Perspektiven der Beschäftigten ausländischer Unternehmen
Viele Unternehmen zahlen die Gehälter ihrer Mitarbeiter weiter und haben sie noch nicht entlassen. Arbeitnehmer in Unternehmen, die in Einkaufszentren arbeiten, sind stärker gefährdet. “Wenn es um das verarbeitende Gewerbe geht, wird der Staat selbst nicht zulassen, dass diese Infrastruktur zerfällt, so dass die Arbeitsplätze erhalten bleiben. Das Problem wird gelöst werden, ohne es zu verschärfen”, meint der Experte.
Herausforderungen der Krise und verzögerte Leistungen
Karpov zufolge besteht der Vorteil dieser Situation darin, dass die Unternehmen Fragen der technologischen Unterstützung lösen und sich auf in Russland hergestellte Produkte sowie auf ihre eigenen Entwicklungen konzentrieren müssen, um ihre Abhängigkeit von ausländischen Unternehmen zu verringern.

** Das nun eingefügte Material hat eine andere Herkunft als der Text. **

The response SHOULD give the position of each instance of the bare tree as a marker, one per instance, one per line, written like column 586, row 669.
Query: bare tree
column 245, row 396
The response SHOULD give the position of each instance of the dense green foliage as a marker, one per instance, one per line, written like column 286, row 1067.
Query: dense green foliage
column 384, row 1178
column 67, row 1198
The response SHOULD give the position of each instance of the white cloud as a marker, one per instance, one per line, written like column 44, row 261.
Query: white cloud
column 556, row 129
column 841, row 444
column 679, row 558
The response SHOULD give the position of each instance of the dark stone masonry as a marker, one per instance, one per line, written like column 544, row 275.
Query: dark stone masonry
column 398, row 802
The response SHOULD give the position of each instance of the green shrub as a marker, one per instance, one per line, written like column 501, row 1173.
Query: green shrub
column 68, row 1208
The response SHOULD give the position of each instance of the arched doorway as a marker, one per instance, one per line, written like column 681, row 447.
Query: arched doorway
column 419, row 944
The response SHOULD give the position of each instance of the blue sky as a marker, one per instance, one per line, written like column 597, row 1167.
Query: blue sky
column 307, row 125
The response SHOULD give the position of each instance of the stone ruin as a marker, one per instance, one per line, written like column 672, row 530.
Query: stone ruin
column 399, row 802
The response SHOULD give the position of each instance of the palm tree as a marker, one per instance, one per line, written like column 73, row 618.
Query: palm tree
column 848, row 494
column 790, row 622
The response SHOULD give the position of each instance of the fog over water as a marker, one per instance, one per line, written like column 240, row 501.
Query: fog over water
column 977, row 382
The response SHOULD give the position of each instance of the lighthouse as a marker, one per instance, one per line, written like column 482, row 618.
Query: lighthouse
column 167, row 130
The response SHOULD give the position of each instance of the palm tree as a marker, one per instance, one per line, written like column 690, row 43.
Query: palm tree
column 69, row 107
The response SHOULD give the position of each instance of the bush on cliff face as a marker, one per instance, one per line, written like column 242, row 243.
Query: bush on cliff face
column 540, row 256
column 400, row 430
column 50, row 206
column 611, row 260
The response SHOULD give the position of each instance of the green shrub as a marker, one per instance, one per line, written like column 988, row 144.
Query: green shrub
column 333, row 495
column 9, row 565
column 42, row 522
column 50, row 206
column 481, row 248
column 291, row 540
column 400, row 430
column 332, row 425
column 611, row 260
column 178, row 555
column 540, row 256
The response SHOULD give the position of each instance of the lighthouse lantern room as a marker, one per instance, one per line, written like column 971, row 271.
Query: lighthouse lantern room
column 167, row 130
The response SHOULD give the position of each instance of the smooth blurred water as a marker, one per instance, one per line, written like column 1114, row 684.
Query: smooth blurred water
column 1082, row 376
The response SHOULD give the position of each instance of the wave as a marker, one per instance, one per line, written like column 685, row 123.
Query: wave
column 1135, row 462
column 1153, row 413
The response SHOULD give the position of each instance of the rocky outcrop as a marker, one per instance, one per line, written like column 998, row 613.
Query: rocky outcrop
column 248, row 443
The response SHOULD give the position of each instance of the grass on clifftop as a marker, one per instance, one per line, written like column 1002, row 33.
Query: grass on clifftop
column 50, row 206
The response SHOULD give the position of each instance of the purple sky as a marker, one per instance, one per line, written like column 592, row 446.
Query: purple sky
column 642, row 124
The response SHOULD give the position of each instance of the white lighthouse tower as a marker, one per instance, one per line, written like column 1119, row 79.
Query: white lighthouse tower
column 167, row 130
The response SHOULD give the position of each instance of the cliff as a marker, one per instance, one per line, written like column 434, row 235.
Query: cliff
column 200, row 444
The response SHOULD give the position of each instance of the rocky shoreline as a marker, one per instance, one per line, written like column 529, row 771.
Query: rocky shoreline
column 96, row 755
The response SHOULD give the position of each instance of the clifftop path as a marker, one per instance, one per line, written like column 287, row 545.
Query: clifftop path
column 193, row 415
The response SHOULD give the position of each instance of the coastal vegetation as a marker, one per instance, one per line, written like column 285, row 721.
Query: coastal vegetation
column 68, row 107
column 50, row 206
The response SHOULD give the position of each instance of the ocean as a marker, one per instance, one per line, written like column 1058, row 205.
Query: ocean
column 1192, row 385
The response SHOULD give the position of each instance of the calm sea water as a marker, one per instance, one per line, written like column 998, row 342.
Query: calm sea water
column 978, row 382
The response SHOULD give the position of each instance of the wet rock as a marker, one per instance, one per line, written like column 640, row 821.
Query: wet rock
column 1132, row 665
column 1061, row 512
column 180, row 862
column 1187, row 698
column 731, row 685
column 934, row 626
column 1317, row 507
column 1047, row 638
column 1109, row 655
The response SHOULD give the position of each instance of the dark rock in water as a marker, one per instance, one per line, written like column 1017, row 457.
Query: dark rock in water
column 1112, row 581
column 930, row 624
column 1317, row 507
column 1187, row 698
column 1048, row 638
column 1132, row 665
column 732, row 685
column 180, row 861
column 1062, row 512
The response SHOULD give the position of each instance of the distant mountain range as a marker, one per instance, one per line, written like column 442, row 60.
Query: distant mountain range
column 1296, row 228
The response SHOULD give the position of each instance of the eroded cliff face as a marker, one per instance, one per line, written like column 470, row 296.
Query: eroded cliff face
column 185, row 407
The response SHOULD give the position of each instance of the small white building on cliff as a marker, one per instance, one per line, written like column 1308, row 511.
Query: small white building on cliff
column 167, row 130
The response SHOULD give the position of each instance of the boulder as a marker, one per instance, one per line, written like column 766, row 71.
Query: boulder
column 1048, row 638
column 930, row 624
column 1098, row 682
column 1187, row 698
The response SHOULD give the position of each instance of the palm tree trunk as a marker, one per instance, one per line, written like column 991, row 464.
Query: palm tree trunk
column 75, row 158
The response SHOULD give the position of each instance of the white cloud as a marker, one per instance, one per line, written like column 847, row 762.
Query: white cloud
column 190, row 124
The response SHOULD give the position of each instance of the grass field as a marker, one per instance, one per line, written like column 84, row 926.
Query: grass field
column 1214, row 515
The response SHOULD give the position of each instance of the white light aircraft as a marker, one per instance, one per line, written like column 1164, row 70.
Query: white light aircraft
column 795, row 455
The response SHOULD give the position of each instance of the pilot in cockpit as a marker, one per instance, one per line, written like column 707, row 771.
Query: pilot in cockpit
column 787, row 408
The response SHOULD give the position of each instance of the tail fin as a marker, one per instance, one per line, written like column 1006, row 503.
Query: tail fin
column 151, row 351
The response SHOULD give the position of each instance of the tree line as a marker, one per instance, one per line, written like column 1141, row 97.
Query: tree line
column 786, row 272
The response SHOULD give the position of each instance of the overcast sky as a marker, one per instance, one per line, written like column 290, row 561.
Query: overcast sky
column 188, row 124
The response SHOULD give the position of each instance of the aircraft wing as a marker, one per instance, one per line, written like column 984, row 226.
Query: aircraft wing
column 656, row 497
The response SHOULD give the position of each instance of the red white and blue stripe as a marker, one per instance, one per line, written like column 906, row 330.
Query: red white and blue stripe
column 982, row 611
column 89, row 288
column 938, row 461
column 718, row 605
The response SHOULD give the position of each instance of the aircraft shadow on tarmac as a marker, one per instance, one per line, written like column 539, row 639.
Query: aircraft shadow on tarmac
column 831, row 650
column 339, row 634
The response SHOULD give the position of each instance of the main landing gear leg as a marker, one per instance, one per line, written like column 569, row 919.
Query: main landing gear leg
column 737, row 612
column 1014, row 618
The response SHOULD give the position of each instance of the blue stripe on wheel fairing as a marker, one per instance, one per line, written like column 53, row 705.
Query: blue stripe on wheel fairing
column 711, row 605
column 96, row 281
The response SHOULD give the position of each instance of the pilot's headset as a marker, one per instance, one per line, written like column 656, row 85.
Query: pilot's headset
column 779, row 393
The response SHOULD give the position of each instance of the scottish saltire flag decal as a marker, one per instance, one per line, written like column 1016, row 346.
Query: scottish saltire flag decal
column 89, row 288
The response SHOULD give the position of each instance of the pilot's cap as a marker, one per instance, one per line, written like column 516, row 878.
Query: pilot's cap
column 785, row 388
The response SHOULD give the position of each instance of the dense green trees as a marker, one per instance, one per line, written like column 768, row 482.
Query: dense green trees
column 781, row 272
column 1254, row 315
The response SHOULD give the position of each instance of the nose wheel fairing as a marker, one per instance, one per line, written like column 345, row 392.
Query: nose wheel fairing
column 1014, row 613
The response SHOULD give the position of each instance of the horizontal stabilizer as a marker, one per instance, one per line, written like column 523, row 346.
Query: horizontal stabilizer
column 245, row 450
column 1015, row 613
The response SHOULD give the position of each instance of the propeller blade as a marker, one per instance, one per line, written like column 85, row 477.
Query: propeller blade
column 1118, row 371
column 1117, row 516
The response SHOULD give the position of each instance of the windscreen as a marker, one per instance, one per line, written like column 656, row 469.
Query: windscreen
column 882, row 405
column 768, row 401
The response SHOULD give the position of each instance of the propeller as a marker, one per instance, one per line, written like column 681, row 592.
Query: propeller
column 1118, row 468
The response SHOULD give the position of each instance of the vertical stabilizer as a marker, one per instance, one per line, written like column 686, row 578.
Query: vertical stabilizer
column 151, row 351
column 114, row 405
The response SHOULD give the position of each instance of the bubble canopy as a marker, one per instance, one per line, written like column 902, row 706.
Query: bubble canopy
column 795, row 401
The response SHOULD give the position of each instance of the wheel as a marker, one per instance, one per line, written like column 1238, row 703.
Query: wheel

“Ein gewisser Impuls wird gegeben, es ist eine andere Frage, wie die Unternehmen ihn nutzen und wie schnell und qualitativ sie die ihnen gestellten Aufgaben lösen werden. Diese Situation wird der Entwicklung neue Impulse geben, ein Rückfall in die 1990er Jahre ist unmöglich, der Staat profitiert von klaren, systemischen Akteuren und wird die notwendige Unterstützung leisten”, ist Karpov überzeugt.